As such, the demurrer to the 1st cause of action is sustained.  The Court notes that the demurrer is unopposed and thus Plaintiff has not filed a response to the demurrer nor has he presented facts showing that he can amend the pleading.  As such, the demurer is sustained without leave to amend.

CONCLUSION AND ORDER

            Defendant Raymond G. Tatevossian, M.D.’s demurrer to the 1st cause of action is sustained without leave to amend.
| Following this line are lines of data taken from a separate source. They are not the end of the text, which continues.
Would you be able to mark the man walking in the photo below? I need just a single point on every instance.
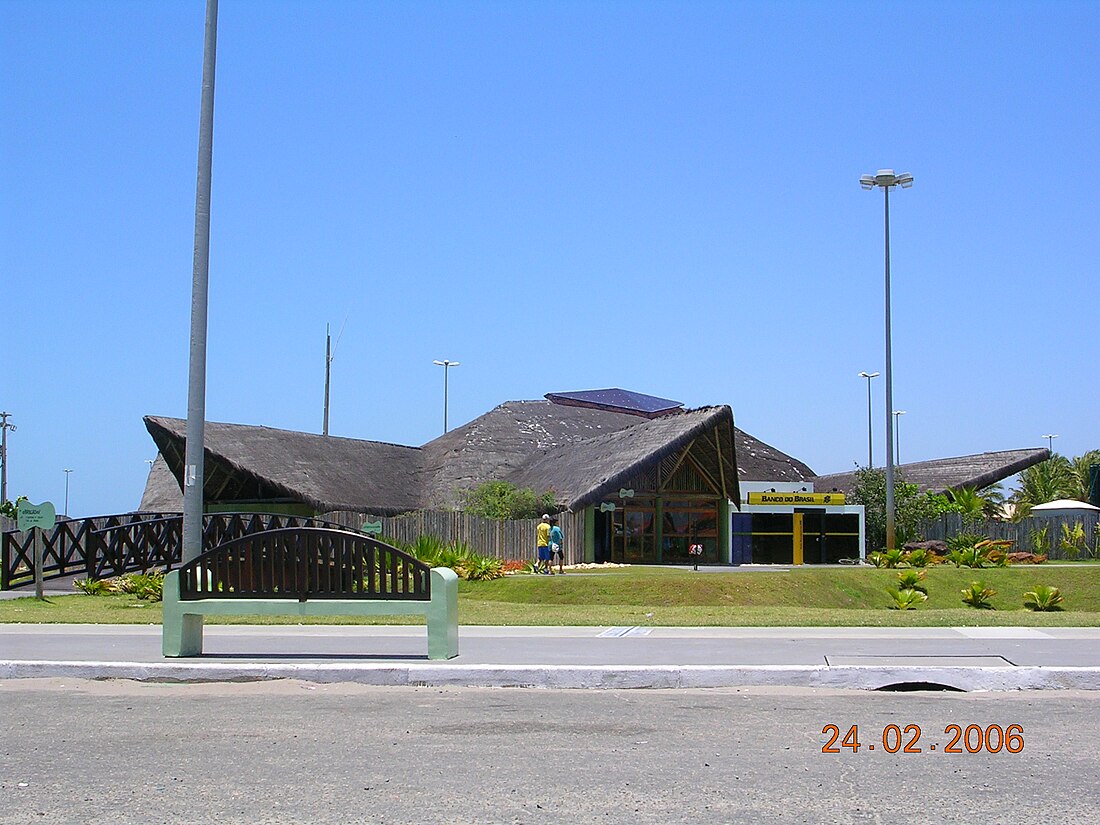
(557, 546)
(542, 546)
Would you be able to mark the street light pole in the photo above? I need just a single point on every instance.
(887, 179)
(898, 415)
(194, 474)
(447, 366)
(4, 426)
(870, 441)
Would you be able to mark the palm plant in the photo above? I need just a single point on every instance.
(912, 580)
(1045, 482)
(969, 502)
(977, 595)
(1043, 598)
(921, 558)
(1079, 470)
(906, 600)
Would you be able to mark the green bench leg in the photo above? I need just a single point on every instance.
(443, 615)
(182, 633)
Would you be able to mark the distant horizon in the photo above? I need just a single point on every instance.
(651, 196)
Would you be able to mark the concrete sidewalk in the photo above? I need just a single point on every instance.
(965, 658)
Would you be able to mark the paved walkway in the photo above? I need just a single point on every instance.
(966, 658)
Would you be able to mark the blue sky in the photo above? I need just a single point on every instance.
(559, 195)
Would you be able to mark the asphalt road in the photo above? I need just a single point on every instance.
(78, 751)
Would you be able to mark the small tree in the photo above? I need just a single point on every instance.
(10, 509)
(911, 506)
(505, 501)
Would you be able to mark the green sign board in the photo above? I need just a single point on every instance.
(36, 515)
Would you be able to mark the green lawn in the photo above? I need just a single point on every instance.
(807, 596)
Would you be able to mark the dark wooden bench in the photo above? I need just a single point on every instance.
(308, 572)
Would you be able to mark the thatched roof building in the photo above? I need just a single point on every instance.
(579, 452)
(943, 474)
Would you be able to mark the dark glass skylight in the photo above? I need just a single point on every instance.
(617, 400)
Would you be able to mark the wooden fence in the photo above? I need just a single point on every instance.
(486, 536)
(1034, 535)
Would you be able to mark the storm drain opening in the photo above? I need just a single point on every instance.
(913, 686)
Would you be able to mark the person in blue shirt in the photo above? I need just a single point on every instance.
(557, 545)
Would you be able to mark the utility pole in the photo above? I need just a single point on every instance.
(330, 353)
(196, 383)
(328, 370)
(4, 426)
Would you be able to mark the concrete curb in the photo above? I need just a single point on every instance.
(611, 677)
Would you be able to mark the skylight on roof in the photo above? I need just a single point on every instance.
(617, 400)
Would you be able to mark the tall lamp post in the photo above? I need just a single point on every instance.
(66, 492)
(4, 426)
(870, 442)
(194, 474)
(898, 415)
(886, 179)
(447, 367)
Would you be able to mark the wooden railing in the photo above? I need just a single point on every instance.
(1035, 534)
(108, 546)
(69, 548)
(486, 536)
(303, 563)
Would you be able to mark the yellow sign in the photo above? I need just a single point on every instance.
(796, 498)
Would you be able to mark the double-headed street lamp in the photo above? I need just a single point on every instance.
(447, 367)
(886, 179)
(870, 442)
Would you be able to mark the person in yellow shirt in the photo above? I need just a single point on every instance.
(542, 546)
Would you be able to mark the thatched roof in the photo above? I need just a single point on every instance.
(964, 471)
(579, 452)
(757, 461)
(583, 472)
(326, 472)
(162, 490)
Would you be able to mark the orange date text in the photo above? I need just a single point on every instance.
(912, 739)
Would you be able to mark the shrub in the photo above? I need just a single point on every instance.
(1040, 541)
(912, 580)
(149, 586)
(92, 586)
(921, 558)
(484, 568)
(978, 595)
(1043, 598)
(888, 558)
(906, 600)
(505, 501)
(1073, 542)
(965, 541)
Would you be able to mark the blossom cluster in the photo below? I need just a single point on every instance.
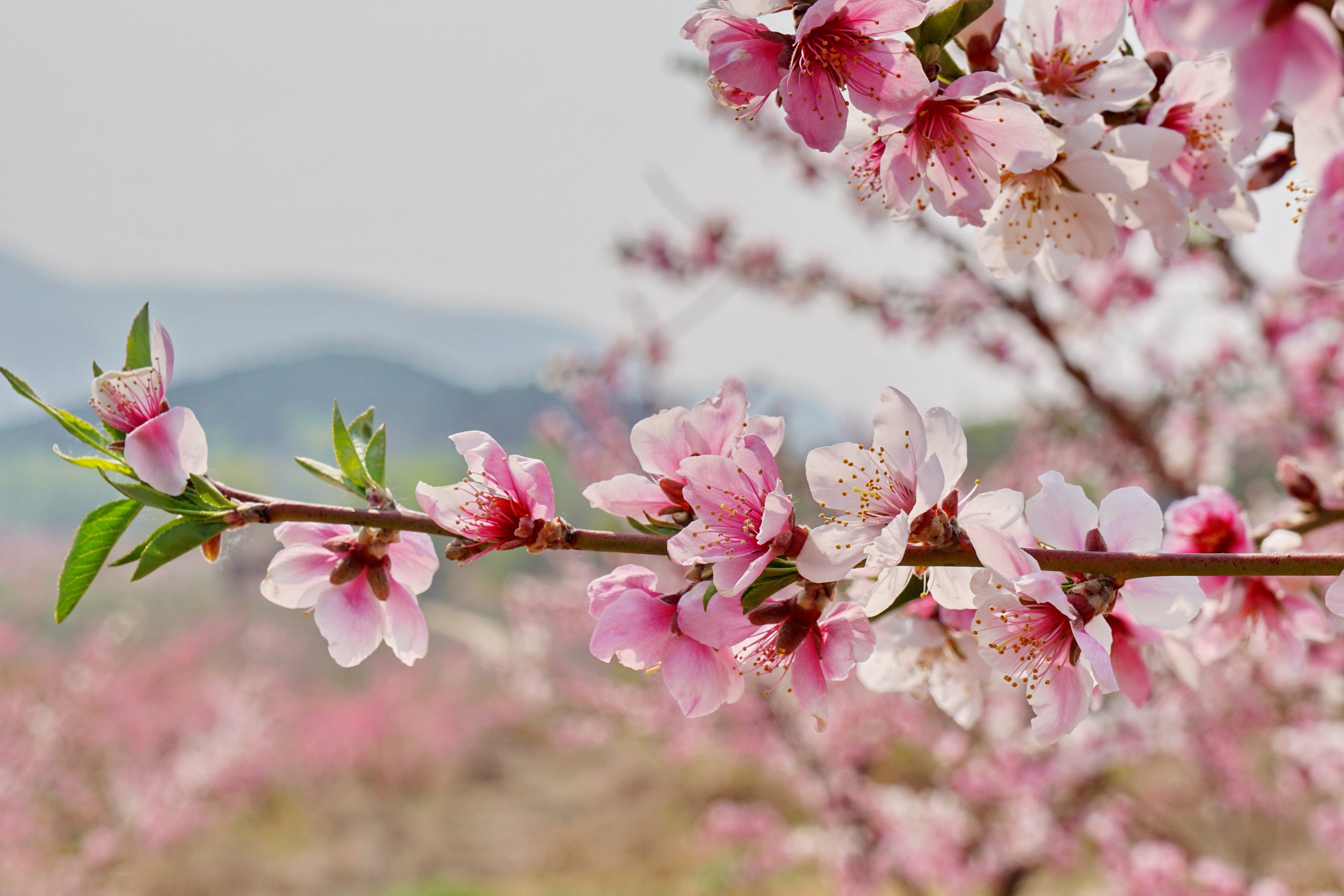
(1046, 133)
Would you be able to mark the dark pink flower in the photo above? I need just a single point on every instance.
(840, 46)
(164, 446)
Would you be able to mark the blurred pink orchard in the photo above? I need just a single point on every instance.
(1130, 520)
(811, 644)
(948, 150)
(744, 516)
(679, 634)
(164, 446)
(1064, 56)
(662, 442)
(500, 504)
(360, 588)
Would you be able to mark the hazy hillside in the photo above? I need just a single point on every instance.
(56, 327)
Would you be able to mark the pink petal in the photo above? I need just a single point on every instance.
(406, 632)
(298, 575)
(413, 562)
(846, 639)
(167, 451)
(292, 534)
(634, 629)
(699, 678)
(720, 625)
(815, 109)
(1131, 671)
(1131, 522)
(350, 618)
(1163, 602)
(628, 495)
(1061, 515)
(605, 590)
(1060, 702)
(808, 683)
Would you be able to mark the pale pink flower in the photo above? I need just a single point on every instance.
(812, 647)
(646, 629)
(1130, 520)
(746, 60)
(1031, 634)
(839, 46)
(928, 651)
(1263, 612)
(1065, 211)
(360, 589)
(951, 150)
(662, 442)
(1195, 101)
(164, 446)
(1064, 56)
(1322, 252)
(499, 503)
(744, 516)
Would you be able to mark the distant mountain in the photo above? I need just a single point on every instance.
(54, 327)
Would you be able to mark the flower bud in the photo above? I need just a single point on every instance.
(1298, 481)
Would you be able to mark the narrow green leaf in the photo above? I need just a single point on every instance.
(329, 475)
(362, 430)
(375, 456)
(346, 455)
(207, 492)
(175, 539)
(94, 462)
(137, 343)
(756, 595)
(82, 430)
(94, 539)
(150, 497)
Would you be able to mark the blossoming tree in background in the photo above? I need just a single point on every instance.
(1070, 176)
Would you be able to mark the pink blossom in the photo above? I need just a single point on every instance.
(744, 516)
(1130, 520)
(646, 629)
(1032, 636)
(1070, 209)
(360, 589)
(812, 647)
(951, 148)
(1322, 252)
(662, 442)
(1270, 617)
(1064, 56)
(1195, 101)
(1211, 522)
(500, 500)
(164, 446)
(840, 46)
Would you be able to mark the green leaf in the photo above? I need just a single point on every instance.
(137, 343)
(375, 456)
(94, 462)
(150, 497)
(207, 492)
(763, 589)
(82, 430)
(329, 475)
(362, 430)
(94, 539)
(346, 455)
(175, 539)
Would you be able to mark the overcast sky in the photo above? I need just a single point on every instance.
(439, 152)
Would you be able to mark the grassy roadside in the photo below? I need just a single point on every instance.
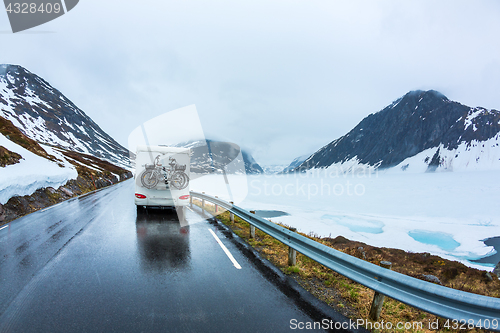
(354, 300)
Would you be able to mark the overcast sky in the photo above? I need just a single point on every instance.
(279, 78)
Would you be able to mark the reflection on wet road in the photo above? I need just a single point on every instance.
(91, 264)
(162, 242)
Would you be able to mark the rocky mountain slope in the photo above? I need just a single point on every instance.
(210, 156)
(49, 149)
(45, 115)
(423, 131)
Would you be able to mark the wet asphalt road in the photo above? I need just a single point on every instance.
(92, 265)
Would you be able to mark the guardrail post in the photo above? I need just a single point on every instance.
(292, 254)
(231, 215)
(378, 299)
(252, 228)
(203, 204)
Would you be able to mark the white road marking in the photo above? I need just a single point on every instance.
(230, 256)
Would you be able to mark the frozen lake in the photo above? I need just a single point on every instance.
(445, 213)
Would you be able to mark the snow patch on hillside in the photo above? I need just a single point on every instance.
(473, 156)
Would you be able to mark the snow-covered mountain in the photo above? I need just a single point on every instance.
(45, 115)
(273, 169)
(211, 156)
(421, 131)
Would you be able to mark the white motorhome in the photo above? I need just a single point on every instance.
(162, 177)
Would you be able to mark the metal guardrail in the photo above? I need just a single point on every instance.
(438, 300)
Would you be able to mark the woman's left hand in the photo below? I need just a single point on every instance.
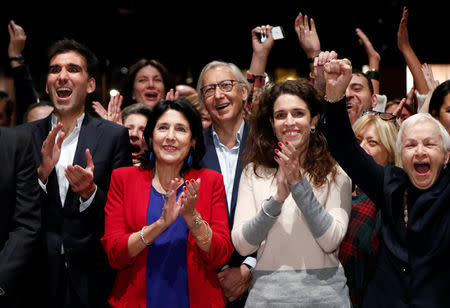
(289, 161)
(189, 197)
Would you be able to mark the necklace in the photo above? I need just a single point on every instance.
(405, 208)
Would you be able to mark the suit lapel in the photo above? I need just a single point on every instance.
(88, 139)
(237, 174)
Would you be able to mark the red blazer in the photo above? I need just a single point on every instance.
(126, 213)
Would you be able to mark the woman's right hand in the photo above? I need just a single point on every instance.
(338, 74)
(172, 207)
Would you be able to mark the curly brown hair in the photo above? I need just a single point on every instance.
(262, 141)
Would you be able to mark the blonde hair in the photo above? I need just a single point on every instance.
(387, 132)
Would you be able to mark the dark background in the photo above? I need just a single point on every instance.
(186, 36)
Defendant shall provide notice of this order.

 




[1] Dr. Tatevossian argues that to the extent Plaintiff argues that he was unaware of the facts regarding his injury until July 22, 2020 when he got the device removed cannot be the date for the statute of limitations to begin since Plaintiff already had inquiry notice.  The Court notes that Plaintiff’s allegation regarding the July 22, 2020 date is alleged in paragraph 51 in connection with the 2nd cause of action for negligent misrepresentation against Nevro only.  The allegations regarding the July 22, 2020 date is not made in the “Summary of the Action” (¶¶9-14) or in connection with the 1st cause of action for medical malpractice (negligence) (¶¶15-22), nor were the later allegations of the TAC incorporated into the 1st cause of action.